He’s smartly dressed, as befits a naval officer; including that now rarely seen sartorial adornment, a cravat.
He’s not above a mild bit of vanity either, asking whether he would look better in the photographs with or without his glasses.
Those specs, and a discreet hearing aid, are the only obvious clues to his age. Alex Spence is 97.
Last week he was back in his old stomping grounds of Helensburgh, Portkil, and Kilcreggan, a nostalgic visit to some of the places where he served as a young naval officer in the last couple of years of the second world war.
His memory of these days is remarkably sharp, as is a mischievous sense of humour.
He graduated as a doctor at Aberdeen University, but saw only six weeks’ work as a GP before the call up papers arrived.
And, having long messed about on boats, including a trawler, the Navy was the obvious berth for the young medic.
Basic training at Plymouth was followed by a post as a ship’s surgeon on a frigate. Since the crew were considerably fitter than the average landlubber it wasn’t too arduous medically.
But doing the North Atlantic run escorting convoys was not for the faint hearted.
Back in Britain he was posted as the naval doctor to the base at Portkil, though he notes that the officers stayed at the Portkil House Hotel where less privileged ranks were in Nissan huts.
Naval rations weren’t too dusty either; a meat ration per day which topped the weekly limit for civilians.

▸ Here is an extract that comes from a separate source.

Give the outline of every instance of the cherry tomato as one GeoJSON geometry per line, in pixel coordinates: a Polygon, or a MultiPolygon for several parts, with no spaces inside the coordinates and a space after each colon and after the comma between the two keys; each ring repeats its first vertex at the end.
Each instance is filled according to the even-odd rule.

His naval career also encompassed being dispatched to a base in the Pacific south of India used by the Americans.
As he tells it, it seems to have involved quite a lot of sunbathing and exotic meals.
He was also over in France three weeks after D-Day. And, despite being made an offer few young officers might have refused, of peacetime work on a naval vessel bound for a Caribbean beat, he returned to hospital work in the north in order to study for surgical qualifications, which he passed four years later. One of only 12 per cent to make the grade.

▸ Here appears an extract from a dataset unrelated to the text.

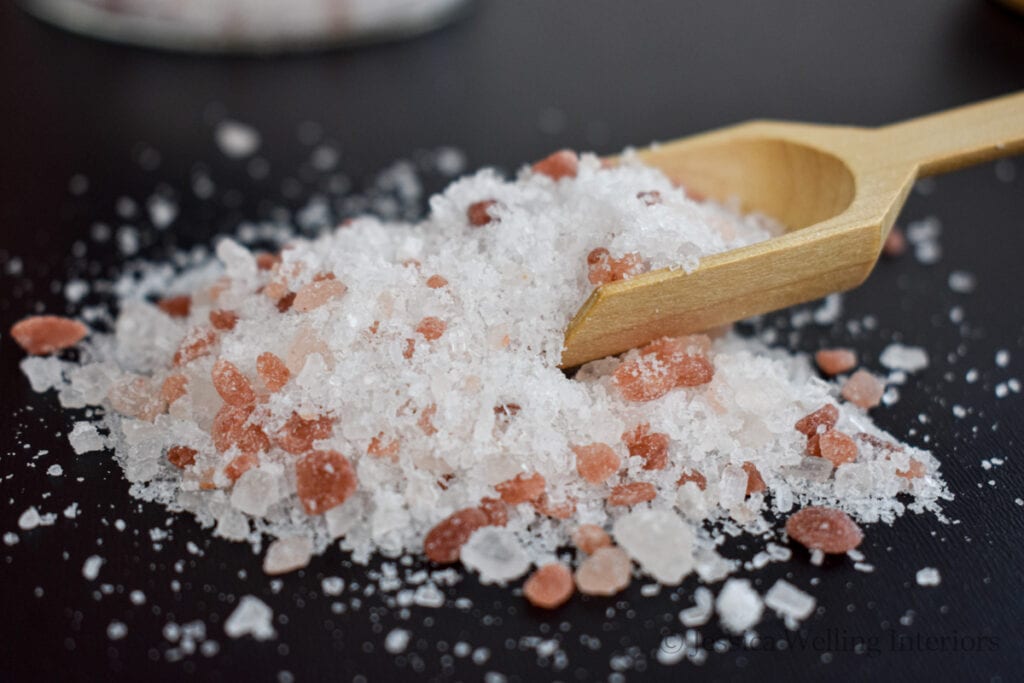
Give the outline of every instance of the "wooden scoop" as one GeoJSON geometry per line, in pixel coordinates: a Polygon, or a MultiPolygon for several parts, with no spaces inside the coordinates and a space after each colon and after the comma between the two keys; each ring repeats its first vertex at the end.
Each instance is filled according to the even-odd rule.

It’s been quite a life, all in all – one which had him still sailing for pleasure up until a very few years ago.
And one which was honoured on his visit to this area last week, as a group of senior officers from Faslane arranged to meet Alex and pay tribute to one of the last men alive who can still remember the darker days of the 1940s.
It would be quite a treat for today’s seaborne guys, as I can testify after a fascinating hour in his company at Rosneath Caravan Park.